Of course, one of the main ways student debt can be reduced is through the provision of financial aid. I am proud to note that we have more than doubled the amount of institutional aid to students in the past five years—and this is not loan aid, these are grants and scholarships that students do not have to pay back. We recognize, however, that not all IU students qualify for need-based financial assistance or for merit-based awards. It is worth noting, then, that both of our initiatives to reduce tuition—the summer tuition discount and the “Finish in 4” program—apply to all IU students on all campuses.

Further Indicators of IU’s Affordability

Evidence of the effectiveness of IU’s institutional aid programs is borne out by net price data published annually by the U.S. Department of Education. The Department of Education ranks us the most affordable university in the Big Ten.

The White House’s College Affordability and Transparency Center’s College Scorecard also ranks IU as having the lowest net cost of attendance in the Big Ten.

For the sixth consecutive year, Indiana University was ranked by Kiplinger’s Personal Finance as being among the “100 Best Values in Public Colleges.” On the most recent list, IU ranked 39th overall and 4th among Big Ten universities.

And in each of the last several years, we have set overall enrollment records, with more than 110,000 students enrolled at IU, and with new enrollment records set on nearly every campus. As I have said before, such record enrollment numbers are not the mark of a university that is seen as unaffordable.

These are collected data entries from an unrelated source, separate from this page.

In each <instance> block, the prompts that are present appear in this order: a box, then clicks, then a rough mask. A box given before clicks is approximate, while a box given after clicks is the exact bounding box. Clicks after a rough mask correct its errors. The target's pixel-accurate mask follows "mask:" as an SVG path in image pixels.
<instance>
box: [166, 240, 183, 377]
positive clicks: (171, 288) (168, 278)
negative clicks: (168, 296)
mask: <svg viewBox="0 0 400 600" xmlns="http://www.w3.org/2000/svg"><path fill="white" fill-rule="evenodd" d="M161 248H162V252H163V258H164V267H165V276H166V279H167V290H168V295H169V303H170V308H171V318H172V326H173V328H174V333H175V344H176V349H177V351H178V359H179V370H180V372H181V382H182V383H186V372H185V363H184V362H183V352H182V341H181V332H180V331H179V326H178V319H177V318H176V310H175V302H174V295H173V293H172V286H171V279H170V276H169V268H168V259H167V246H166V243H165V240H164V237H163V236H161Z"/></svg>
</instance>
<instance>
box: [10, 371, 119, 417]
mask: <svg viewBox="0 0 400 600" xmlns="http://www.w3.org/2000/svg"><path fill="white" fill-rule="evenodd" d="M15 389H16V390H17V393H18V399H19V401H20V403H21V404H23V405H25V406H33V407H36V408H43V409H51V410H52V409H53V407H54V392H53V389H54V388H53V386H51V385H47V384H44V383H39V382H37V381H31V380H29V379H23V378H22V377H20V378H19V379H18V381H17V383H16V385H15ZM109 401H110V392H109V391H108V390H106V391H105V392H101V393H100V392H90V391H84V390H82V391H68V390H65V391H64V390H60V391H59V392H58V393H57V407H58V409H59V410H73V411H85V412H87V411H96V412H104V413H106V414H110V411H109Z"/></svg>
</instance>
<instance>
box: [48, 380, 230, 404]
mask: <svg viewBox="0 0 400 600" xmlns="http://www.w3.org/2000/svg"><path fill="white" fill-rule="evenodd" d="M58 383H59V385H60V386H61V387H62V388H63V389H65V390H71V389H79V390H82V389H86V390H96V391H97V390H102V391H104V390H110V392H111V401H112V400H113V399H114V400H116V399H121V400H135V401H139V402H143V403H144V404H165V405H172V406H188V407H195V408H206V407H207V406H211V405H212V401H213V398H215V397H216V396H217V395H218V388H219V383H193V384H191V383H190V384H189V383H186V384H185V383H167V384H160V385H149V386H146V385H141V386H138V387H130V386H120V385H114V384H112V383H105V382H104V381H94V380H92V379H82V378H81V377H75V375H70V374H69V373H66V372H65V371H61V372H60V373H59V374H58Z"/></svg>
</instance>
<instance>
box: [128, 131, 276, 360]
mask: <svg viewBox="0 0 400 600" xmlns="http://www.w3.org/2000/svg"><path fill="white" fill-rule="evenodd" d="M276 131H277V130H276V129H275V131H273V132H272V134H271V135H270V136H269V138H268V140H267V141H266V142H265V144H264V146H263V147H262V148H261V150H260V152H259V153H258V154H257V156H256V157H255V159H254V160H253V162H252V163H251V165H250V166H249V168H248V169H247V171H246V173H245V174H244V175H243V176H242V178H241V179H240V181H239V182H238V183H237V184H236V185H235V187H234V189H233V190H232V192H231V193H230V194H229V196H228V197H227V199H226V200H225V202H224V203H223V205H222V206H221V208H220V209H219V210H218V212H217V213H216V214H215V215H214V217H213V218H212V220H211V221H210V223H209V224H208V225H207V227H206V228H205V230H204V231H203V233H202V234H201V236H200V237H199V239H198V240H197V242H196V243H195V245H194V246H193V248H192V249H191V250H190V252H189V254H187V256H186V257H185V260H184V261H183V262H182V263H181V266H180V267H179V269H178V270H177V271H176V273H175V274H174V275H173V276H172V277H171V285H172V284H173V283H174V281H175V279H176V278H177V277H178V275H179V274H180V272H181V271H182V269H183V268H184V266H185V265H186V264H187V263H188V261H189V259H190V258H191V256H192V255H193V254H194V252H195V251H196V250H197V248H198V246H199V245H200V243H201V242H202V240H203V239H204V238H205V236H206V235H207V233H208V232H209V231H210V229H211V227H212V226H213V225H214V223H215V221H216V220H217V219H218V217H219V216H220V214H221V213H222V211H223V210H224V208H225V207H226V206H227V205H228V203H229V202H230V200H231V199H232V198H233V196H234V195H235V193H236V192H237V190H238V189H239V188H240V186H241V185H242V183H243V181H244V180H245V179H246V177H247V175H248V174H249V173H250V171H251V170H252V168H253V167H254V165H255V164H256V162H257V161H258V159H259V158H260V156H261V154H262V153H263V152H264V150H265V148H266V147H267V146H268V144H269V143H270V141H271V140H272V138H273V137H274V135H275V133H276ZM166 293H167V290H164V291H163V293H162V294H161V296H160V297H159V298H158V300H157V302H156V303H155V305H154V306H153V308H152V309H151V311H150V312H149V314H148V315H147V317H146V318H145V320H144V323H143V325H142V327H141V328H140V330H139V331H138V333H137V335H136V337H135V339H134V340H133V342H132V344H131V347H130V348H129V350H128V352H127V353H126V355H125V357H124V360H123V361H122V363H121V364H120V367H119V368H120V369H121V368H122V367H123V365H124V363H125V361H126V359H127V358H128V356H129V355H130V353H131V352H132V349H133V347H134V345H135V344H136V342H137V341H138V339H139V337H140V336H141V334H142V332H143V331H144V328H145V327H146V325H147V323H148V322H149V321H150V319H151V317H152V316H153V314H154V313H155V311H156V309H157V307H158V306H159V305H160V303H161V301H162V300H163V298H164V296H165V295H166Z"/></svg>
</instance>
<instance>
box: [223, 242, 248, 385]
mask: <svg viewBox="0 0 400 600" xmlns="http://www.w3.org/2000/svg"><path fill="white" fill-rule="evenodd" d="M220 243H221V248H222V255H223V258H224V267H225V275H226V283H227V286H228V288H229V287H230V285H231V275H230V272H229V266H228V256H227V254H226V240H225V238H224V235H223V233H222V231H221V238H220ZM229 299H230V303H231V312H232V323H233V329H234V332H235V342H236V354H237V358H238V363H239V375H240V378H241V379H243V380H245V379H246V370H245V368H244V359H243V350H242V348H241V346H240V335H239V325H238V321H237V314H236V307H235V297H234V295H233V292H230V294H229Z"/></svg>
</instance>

We very much appreciate the decision by the Indiana General Assembly to appropriate additional funds to the university over the next two years as recommended by the Indiana Commission for Higher Education. We are grateful, as well, to the taxpayers and citizens of Indiana for their support.

And, as always, we are also grateful for the ongoing generous support of our alumni and friends of the university. Their extraordinary generosity has made possible much of the additional financial aid we have been able to give to our students over the past several years.

And, as I have noted on many other occasions, members of our staff have worked diligently to find and implement operational efficiencies that have allowed us to control our costs.

All of these factors—additional support from the state, the generous philanthropic support of alumni and friends, and the diligent efforts by our staff to control costs—have helped to make it possible for us to recommend the smallest tuition increase in more than three-and-a-half decades.

Now let me turn the floor over to Interim Vice President and Chief Financial Officer MaryFrances McCourt to present the proposed 2013/15 tuition recommendations.

Source Notes

  1. Jamie Merisotis, “Tackling the Urgent National Challenge of College Affordability: Criteria for System Redesign,” Huffington Post, May 7, 2013.